ConceptExplainer: Interactive Explanation for Deep Neural Networks from a Concept Perspective
Abstract
Traditional deep learning interpretability methods which are suitable for model users cannot explain network behaviors at the global level and are inflexible at providing fine-grained explanations. As a solution, concept-based explanations are gaining attention due to their human intuitiveness and their flexibility to describe both global and local model behaviors. Concepts are groups of similarly meaningful pixels that express a notion, embedded within the network's latent space and have commonly been hand-generated, but have recently been discovered by automated approaches. Unfortunately, the magnitude and diversity of discovered concepts makes it difficult to navigate and make sense of the concept space.

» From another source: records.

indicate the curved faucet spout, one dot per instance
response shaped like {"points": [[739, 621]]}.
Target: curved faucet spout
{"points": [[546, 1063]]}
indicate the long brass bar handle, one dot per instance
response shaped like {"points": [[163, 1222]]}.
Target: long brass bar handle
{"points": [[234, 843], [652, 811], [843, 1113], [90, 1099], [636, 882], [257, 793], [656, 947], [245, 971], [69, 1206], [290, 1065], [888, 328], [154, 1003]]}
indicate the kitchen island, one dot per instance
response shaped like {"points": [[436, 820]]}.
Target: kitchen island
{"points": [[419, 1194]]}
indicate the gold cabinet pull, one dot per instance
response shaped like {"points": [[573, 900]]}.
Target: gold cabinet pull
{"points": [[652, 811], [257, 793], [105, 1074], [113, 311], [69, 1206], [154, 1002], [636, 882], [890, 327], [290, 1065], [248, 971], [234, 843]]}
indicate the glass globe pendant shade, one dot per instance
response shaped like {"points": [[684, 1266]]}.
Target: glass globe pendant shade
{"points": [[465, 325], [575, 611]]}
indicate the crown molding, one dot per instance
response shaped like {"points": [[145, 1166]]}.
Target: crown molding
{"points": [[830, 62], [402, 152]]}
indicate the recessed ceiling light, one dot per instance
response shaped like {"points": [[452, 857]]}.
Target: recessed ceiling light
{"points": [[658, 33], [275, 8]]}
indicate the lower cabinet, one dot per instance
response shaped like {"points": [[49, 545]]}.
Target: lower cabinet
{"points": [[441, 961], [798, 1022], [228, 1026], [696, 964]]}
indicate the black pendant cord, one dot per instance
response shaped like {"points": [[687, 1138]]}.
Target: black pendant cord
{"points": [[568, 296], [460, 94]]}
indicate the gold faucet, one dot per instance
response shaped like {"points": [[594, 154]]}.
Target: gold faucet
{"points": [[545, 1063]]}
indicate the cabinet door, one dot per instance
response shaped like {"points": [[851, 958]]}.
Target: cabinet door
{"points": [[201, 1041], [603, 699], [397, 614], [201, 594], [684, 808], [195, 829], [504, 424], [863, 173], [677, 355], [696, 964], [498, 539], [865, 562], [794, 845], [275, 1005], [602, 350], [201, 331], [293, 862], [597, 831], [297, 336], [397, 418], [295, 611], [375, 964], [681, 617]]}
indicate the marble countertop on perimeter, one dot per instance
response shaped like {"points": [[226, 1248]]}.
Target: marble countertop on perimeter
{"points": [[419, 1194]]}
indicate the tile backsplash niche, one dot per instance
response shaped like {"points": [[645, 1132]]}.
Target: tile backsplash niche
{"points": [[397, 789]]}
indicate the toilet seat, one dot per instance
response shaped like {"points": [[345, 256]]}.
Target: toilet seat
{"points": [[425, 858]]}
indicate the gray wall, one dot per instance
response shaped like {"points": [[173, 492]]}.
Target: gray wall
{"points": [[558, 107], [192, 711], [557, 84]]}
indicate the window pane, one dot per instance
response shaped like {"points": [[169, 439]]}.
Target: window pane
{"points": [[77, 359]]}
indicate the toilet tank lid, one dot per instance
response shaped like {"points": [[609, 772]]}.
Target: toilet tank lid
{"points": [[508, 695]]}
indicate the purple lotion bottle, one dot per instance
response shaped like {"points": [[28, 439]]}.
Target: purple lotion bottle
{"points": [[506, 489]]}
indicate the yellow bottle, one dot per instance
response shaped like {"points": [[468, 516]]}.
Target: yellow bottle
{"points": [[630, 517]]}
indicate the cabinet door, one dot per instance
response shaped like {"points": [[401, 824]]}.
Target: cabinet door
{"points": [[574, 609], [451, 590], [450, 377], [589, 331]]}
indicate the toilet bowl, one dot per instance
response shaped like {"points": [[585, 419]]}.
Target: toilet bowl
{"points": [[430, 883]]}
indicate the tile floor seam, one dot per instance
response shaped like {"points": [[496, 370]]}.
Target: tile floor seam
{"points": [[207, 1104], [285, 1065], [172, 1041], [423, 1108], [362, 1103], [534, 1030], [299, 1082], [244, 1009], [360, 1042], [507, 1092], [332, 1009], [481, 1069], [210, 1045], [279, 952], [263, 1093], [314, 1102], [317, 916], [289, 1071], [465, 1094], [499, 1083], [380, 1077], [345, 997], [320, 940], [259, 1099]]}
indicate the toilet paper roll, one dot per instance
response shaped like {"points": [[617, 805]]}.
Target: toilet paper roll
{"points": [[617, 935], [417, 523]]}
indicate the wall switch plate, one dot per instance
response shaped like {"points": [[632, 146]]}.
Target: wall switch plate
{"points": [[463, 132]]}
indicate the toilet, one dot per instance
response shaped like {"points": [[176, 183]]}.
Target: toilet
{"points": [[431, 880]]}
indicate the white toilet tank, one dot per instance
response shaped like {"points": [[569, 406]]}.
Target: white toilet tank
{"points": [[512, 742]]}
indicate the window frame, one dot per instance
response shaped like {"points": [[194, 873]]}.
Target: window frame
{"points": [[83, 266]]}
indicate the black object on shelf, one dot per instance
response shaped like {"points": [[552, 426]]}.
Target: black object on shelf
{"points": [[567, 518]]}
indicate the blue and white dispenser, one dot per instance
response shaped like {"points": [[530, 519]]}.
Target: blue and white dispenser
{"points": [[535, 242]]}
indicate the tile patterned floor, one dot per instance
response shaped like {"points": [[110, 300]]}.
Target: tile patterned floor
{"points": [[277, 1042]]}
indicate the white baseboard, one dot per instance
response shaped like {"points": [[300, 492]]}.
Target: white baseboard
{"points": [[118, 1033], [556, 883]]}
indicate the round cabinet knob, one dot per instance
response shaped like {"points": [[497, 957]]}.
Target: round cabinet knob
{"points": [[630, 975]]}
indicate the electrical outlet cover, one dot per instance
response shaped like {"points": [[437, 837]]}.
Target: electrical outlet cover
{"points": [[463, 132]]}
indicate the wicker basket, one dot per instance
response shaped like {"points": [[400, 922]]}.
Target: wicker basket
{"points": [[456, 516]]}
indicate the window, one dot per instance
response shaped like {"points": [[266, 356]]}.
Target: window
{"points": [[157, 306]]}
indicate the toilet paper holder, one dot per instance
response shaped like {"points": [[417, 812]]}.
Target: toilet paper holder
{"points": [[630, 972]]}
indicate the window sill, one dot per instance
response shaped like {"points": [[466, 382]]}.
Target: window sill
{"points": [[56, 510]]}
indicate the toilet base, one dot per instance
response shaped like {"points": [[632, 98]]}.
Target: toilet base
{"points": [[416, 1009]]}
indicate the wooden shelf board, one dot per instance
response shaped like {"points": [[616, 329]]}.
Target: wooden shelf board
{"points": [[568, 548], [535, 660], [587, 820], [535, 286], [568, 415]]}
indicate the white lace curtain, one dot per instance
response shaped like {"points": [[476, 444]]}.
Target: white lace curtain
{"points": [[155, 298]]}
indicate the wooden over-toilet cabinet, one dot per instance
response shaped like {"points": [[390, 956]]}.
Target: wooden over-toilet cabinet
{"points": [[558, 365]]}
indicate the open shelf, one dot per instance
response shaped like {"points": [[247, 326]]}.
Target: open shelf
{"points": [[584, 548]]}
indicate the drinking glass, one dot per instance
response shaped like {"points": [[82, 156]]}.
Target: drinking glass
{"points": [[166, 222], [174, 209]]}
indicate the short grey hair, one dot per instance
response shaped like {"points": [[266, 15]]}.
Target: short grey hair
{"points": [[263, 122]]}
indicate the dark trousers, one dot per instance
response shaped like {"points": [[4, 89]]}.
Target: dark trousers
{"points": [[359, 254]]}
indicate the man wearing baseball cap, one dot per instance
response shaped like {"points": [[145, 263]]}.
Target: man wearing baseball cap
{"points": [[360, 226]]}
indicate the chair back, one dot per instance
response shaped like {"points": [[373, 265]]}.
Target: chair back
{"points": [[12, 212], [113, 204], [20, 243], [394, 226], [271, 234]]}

Visual analytics can serve a valuable role in bridging these gaps by enabling structured navigation and exploration of the concept space to provide concept-based insights of model behavior to users. To this end, we design, develop, and validate CONCEPTEXPLAINER, a visual analytics system that enables people to interactively probe and explore the concept space to explain model behavior at the instance/class/global level. The system was developed via iterative prototyping to address a number of design challenges that model users face in interpreting the behavior of deep learning models. Via a rigorous user study, we validate how CONCEPTEXPLAINER supports these challenges. Likewise, we conduct a series of usage scenarios to demonstrate how the system supports the interactive analysis of model behavior across a variety of tasks and explanation granularities, such as identifying concepts that are important to classification, identifying bias in training data, and understanding how concepts can be shared across diverse and seemingly dissimilar classes.